Understandaly Police were keen to investigate and cordoned off this section of the promenade. As the accident happened about 6:30am, only one tram, 012, had entered service for the day meaning that all of the other Flexities were trapped in Starr Gate depot. With the promenade closure in force for several hours, Blackpool Transport could have opted to close the tramway completeley, but instead the modified Balloon cars were called upon to take over the core service. Although a few of the cars are sometimes stationed at Starr Gate, four cars at Rigby Road were available and were duly sent into traffic, with 700, sporting its recently applied Flexity-style livery being the first out. It was followed by flat-fronted cars 709, 718 and 724, all of which still carry their advert liveries from last season. These four trams and Flexity 012 then operated an ad-hoc service until around lunchtime, with a small number of tram replacement buses also utilised to compensate for the lack of suitable trams. All four double-deckers are thought to have managed at least one trip to Fleetwood Ferry.
Further complications arose due to issues with the points at Pleasure Beach (see seperate news story), meaning that most southbound journeys were forced to terminate at Foxhall, with no other crossovers further south. By early afternoon, the Police had re-opened New South Promenade allowing the Flexities to escape once again, and one by one the rebuilt Balloon cars returned to Rigby Road depot, with the sole exception of 709 which ran to Starr Gate and remained there.

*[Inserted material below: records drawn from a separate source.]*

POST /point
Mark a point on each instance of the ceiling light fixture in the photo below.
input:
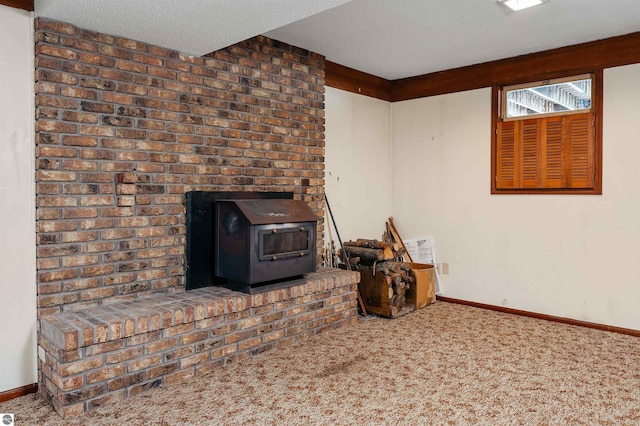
(517, 5)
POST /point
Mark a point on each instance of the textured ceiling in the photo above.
(388, 38)
(194, 27)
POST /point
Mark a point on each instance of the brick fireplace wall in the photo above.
(124, 129)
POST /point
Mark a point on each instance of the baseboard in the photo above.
(602, 327)
(21, 391)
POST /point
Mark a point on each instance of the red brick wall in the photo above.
(124, 129)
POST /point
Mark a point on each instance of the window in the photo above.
(547, 137)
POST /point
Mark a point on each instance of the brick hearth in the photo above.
(100, 355)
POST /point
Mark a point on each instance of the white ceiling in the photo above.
(388, 38)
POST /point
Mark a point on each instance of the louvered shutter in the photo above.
(546, 153)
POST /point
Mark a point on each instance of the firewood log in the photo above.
(364, 253)
(362, 242)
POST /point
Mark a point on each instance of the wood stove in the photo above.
(260, 241)
(248, 242)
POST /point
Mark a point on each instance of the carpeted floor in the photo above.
(445, 364)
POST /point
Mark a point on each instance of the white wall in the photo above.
(357, 164)
(17, 202)
(573, 256)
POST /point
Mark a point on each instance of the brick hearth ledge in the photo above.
(107, 353)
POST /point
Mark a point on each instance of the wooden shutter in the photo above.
(546, 153)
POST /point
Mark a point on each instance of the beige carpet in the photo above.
(446, 364)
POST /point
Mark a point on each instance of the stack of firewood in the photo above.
(383, 258)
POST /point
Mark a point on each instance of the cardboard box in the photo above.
(423, 292)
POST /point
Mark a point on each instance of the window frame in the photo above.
(596, 110)
(505, 89)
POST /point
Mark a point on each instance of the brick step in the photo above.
(102, 354)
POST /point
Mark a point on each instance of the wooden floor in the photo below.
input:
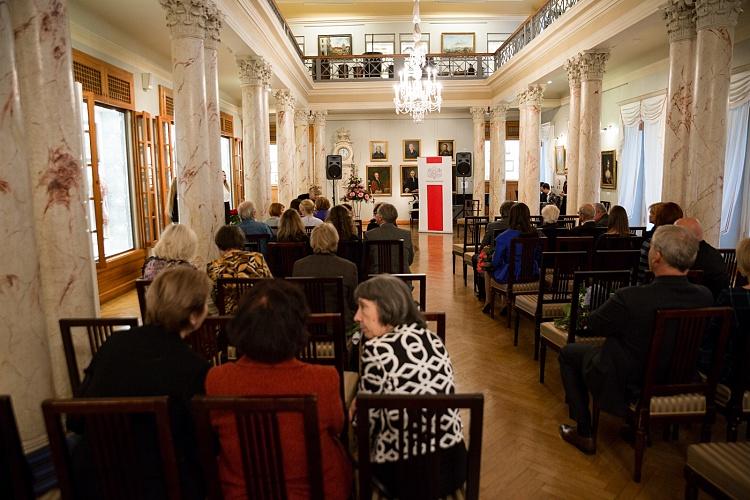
(523, 455)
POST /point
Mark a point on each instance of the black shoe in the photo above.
(570, 435)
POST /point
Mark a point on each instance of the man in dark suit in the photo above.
(388, 214)
(614, 372)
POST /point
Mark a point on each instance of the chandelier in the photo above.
(418, 91)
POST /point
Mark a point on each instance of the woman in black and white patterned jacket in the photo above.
(401, 356)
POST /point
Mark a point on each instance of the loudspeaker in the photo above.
(333, 167)
(463, 164)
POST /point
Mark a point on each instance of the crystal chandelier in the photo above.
(414, 94)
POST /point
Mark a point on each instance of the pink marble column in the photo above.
(285, 146)
(497, 157)
(589, 143)
(46, 255)
(530, 106)
(477, 117)
(187, 22)
(573, 68)
(715, 23)
(255, 76)
(680, 19)
(302, 149)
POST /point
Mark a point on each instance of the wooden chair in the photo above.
(98, 330)
(15, 473)
(555, 288)
(529, 249)
(672, 391)
(113, 438)
(420, 416)
(258, 430)
(282, 256)
(231, 290)
(384, 256)
(601, 285)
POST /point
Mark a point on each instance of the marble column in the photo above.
(715, 21)
(497, 158)
(302, 149)
(477, 117)
(319, 170)
(46, 254)
(530, 106)
(255, 76)
(573, 68)
(285, 146)
(680, 18)
(589, 142)
(186, 20)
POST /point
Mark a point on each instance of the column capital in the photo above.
(592, 64)
(186, 18)
(716, 13)
(254, 70)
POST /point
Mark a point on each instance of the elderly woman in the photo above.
(324, 263)
(269, 367)
(176, 247)
(152, 360)
(401, 356)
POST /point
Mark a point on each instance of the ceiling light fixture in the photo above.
(413, 94)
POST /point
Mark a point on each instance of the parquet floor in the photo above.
(523, 456)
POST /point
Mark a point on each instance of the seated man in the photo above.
(614, 372)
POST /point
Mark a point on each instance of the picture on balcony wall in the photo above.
(334, 45)
(457, 43)
(379, 179)
(609, 170)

Blackpool Transport’s speedy response to a difficult situation deserves to be congratulated, and it is impressive and very fortunate that as many as four double-deckers were able to be pressed into action at such short notice. The use of cars 709 and 718 was particularly noteworthy as both were making their passenger debuts for 2012, whilst 724 was making its first appearance since a one-off outing before Easter when it failed soon after entering service. Thankfully all four trams performed superbly in this crisis and this was a reminder of the quality of these traditional, albeit heavily modified trams. Although tram enthusiasts enjoyed the novelty of riding on these cars again, the morning incident was terrible, and we offer our condolences to the family and friends of the motorist involved.